Second, the Anthropic wrapping pattern (from langfuse.anthropic import Anthropic) was missing in the Langfuse SDK version I first installed. The fix was upgrading to langfuse>=2.50.0. The decorator-only pattern (@observe()) works on any client but produces less structured traces; the wrapped client is worth the upgrade.
What it costs
| Item | Cost |
|---|---|
| Langfuse self-hosted | Free (MIT) |
| Langfuse Cloud (alternative) | $59/mo Pro tier |
| Postgres | Free |
| Hosting (Oracle ARM free) | Rs 0/mo |
| Storage (Postgres) | ~10MB per 10k traces |
For a small Indian SaaS shipping AI features, self-hosted Langfuse at Rs 0/mo against the cloud version's $59/mo is a clear win unless you need the cloud's enterprise features.
When NOT to use this
Skip self-hosted Langfuse if your team does not have an ops engineer comfortable with Postgres ops. Langfuse Cloud is the right path for teams without that capacity.

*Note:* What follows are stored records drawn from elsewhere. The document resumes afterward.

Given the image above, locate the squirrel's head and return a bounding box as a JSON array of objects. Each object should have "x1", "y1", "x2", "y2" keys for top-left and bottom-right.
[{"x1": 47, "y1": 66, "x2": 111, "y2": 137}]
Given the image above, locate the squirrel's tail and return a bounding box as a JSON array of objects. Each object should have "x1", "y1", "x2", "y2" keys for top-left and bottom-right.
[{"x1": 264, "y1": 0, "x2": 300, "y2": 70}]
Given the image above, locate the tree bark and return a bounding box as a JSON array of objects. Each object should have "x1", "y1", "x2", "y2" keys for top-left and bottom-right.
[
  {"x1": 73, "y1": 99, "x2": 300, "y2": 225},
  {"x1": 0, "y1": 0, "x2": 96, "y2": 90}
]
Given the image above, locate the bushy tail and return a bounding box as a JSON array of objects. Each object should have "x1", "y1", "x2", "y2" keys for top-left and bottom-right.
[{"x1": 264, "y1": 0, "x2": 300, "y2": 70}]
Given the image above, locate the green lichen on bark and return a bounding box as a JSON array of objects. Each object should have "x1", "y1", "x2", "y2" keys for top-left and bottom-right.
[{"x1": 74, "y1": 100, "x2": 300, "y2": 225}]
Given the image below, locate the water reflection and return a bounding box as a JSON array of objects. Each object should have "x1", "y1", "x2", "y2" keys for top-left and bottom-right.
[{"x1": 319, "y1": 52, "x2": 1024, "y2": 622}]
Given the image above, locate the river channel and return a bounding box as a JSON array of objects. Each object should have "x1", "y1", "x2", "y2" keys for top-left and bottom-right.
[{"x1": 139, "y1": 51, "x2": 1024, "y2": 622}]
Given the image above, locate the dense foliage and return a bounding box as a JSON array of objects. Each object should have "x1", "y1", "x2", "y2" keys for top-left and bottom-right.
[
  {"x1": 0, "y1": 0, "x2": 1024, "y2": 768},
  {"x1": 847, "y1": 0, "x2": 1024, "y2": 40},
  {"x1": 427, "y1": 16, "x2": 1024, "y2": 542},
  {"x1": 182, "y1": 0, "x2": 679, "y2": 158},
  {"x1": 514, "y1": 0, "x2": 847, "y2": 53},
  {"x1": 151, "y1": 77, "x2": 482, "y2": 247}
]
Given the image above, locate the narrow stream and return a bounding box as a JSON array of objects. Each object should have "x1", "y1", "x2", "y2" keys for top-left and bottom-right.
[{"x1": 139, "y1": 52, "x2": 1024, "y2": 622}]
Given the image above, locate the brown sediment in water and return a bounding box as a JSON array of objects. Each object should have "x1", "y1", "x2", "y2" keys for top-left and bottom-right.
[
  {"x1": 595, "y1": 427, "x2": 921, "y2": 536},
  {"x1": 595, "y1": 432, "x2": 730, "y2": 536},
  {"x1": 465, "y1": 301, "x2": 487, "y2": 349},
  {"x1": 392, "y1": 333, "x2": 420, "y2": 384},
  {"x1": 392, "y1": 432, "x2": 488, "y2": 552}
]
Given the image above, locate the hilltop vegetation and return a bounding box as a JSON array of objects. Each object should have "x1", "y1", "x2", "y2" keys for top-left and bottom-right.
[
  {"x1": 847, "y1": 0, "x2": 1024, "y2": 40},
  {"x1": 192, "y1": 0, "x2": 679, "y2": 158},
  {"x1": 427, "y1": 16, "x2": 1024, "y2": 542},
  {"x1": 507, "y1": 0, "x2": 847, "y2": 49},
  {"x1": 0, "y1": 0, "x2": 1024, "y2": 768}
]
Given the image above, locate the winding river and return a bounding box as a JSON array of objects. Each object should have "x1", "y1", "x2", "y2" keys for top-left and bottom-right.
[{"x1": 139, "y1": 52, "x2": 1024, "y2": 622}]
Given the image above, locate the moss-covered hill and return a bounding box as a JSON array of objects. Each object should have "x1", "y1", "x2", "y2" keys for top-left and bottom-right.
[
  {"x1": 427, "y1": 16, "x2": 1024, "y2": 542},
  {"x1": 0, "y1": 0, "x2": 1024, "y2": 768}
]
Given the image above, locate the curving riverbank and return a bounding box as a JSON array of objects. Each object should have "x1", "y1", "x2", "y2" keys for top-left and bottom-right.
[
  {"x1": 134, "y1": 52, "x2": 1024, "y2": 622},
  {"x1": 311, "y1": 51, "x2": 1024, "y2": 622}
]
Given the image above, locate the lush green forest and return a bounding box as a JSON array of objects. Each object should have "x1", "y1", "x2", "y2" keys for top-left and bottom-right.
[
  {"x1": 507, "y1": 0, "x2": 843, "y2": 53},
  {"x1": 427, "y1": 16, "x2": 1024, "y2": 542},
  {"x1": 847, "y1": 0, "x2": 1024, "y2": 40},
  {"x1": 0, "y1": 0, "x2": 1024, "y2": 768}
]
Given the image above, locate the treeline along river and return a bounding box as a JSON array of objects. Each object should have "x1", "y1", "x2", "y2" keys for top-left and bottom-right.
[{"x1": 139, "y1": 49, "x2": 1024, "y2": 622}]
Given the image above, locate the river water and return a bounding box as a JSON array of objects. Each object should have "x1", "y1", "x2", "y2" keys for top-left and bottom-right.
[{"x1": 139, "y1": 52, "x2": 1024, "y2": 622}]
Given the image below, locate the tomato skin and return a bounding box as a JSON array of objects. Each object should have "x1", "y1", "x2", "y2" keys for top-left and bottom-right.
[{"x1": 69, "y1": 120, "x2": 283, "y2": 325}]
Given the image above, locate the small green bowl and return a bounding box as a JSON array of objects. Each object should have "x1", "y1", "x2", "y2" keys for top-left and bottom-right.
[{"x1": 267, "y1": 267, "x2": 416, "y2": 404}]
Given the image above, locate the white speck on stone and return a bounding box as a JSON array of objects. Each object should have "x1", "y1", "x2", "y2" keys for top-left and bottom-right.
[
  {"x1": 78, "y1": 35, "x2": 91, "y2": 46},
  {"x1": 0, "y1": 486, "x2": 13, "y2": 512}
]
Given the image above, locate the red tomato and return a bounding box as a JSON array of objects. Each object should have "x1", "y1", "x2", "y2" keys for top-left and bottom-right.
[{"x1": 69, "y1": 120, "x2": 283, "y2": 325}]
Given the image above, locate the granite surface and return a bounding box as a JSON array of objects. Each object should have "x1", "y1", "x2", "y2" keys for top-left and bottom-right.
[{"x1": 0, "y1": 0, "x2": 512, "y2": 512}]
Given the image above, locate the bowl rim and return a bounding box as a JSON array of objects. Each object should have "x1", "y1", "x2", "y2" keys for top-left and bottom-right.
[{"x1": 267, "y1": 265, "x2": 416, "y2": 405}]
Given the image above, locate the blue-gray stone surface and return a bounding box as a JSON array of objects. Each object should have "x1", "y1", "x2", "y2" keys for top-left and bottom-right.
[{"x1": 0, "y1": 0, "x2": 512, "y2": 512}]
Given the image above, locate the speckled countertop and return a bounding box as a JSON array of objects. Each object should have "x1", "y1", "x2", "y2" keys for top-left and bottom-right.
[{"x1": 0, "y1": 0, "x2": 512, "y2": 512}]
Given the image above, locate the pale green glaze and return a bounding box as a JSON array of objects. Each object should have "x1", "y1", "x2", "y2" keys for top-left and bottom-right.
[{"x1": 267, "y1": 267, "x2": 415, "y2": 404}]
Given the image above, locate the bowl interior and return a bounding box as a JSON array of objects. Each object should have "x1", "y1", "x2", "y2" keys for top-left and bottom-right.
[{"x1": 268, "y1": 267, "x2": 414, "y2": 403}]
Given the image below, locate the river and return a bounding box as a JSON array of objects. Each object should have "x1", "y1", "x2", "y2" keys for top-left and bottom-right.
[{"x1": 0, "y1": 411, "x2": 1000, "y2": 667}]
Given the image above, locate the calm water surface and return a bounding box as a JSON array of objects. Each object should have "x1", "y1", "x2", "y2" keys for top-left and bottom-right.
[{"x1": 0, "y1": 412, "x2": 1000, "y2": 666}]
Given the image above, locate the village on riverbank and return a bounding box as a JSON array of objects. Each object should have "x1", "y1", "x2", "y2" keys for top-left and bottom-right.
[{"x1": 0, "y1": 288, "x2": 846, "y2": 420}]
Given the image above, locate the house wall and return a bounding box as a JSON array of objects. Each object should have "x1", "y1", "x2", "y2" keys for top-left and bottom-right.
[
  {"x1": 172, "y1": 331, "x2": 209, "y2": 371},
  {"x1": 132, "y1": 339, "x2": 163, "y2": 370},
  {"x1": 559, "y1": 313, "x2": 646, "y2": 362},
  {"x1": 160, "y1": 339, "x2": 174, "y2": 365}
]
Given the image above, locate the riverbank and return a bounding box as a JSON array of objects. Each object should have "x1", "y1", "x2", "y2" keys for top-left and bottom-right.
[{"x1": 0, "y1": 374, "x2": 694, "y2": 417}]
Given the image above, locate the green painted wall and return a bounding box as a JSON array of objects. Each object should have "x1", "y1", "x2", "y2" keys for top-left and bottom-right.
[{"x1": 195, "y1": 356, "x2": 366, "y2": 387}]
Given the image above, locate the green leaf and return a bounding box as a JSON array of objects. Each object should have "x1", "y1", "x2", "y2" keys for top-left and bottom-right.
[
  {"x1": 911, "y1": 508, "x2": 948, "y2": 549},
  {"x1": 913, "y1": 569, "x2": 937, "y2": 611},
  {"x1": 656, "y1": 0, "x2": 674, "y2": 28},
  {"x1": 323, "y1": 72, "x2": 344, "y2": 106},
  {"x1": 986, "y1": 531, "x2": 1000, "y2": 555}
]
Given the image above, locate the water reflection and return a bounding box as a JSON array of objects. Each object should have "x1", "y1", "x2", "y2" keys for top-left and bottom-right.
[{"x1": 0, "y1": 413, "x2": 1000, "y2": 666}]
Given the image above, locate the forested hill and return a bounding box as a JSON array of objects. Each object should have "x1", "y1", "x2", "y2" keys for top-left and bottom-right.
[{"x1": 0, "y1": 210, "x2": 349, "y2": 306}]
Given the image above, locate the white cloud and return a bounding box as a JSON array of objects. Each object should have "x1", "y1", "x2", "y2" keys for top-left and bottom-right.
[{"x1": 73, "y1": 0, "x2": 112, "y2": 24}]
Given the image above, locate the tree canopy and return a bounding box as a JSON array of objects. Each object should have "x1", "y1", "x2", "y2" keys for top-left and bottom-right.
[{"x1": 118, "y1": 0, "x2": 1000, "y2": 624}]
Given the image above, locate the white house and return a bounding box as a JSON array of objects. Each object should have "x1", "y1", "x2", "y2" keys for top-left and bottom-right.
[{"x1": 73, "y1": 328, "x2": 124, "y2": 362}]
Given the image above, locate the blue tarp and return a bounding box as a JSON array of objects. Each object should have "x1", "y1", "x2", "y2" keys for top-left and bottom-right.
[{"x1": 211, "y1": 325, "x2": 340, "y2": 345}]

Skip if your LLM volume is under ~100 calls a day. Plain logging plus a print in your script is enough at that scale; observability infrastructure is overhead.
Indian operator angle
For Indian SaaS shops shipping production AI features, self-hosted Langfuse is the cleanest data-residency story. Customer prompts and Anthropic responses stay on your VM; the Langfuse cloud route would push them to EU or US infra, which some Indian compliance reviews flag.
The Oracle Cloud free-tier ARM VM (4 cores, 24GB RAM) is genuinely free forever and runs Langfuse v2 self-host without issues. For an Indian dev team wanting to ship LLM observability without budget, this is the path.